Official

G - Balls and Boxes Editorial by en_translator


This problem is an introductory problem for the technique called generating functions and Formal Power Series (FPS). We hope that you make use of this problem and editorial to learn the concept of generating functions.

What are generating functions?

G.f. is the projection of combinatorial structures. — Elegia

Simple put, a generating function (GF) is a function-like form that stores the information of a sequence.
For an infinite sequence \(a_0, a_1, a_2, \dots\), define its GF \(A(x)\) as:

\[A(x) = a_0 + a_1 x + a_2 x^2 + \dots = \sum_{i=0}^\infty a_i x^i.\]

In fact, there are several kinds of GFs. The definition above is the most general definition of a GF. For distinction, this is sometimes called an ordinary generating function (OGF).

Additionally, a polynomial with possibly infinite terms, like \(A(x)\), is called a formal power series (FPS). (Although GF and FPS are confused in the context of competitive programming, but these are different concepts as you see.) Also, we define an operation symbol \(\lbrack x^n \rbrack\) as the operation to obtain a coefficient of an FPS:

\[\lbrack x^n \rbrack A(x) := a_n.\]

(Addendum that may be skipped) Here we briefly mention the topic that might strikes you later. Strictly speaking, an FPS is not a function, where you can assign a value to \(x\). Roughly speaking, \(x\) is nothing but a symbol. This is not a meaningless symbol though; under the definition of multiplication, \(x\) and \(x^n\) can be properly defined.
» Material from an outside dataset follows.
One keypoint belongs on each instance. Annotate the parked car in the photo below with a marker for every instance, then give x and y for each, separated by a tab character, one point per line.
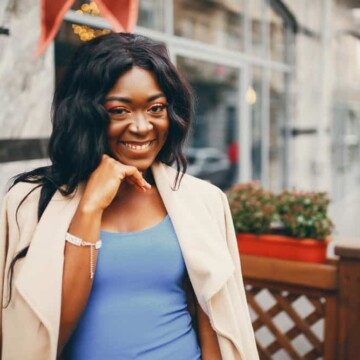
209	164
This treatment of FPS allows us to ignore analytical discussions like radius of convergence, and FPS can be simply regarded as an algebraic concept on which we can define the addition and multiplication. What we are interested in is not the value \(A(x)\) of a function, but the coefficients \(a_n\) of \(A(x)\), so there is no issue here.

Now we have described that a GF is simply defined by a sequence. But GFs are not merely an inorganic concept that can be automatically obtained from a sequence; GF can rather be interpreted as a “projection” of combinatoric objects, which we want to count (like graphs, strings, or operation sequences), according to how we want to count them. The method of counting objects based on represents of combinatoric structures as GFs are very widely applicable. By this high applicability, combinatoric ideas using GFs have become widely known in the field of competitive programming.

In the following chapter, we describe why a GF can be regarded as a “projection,” and how objects to be counted and their sets relate to GFs.

Relation between ODF and combinatoric objects

This chapter is a modified version of ABC230 Editorial.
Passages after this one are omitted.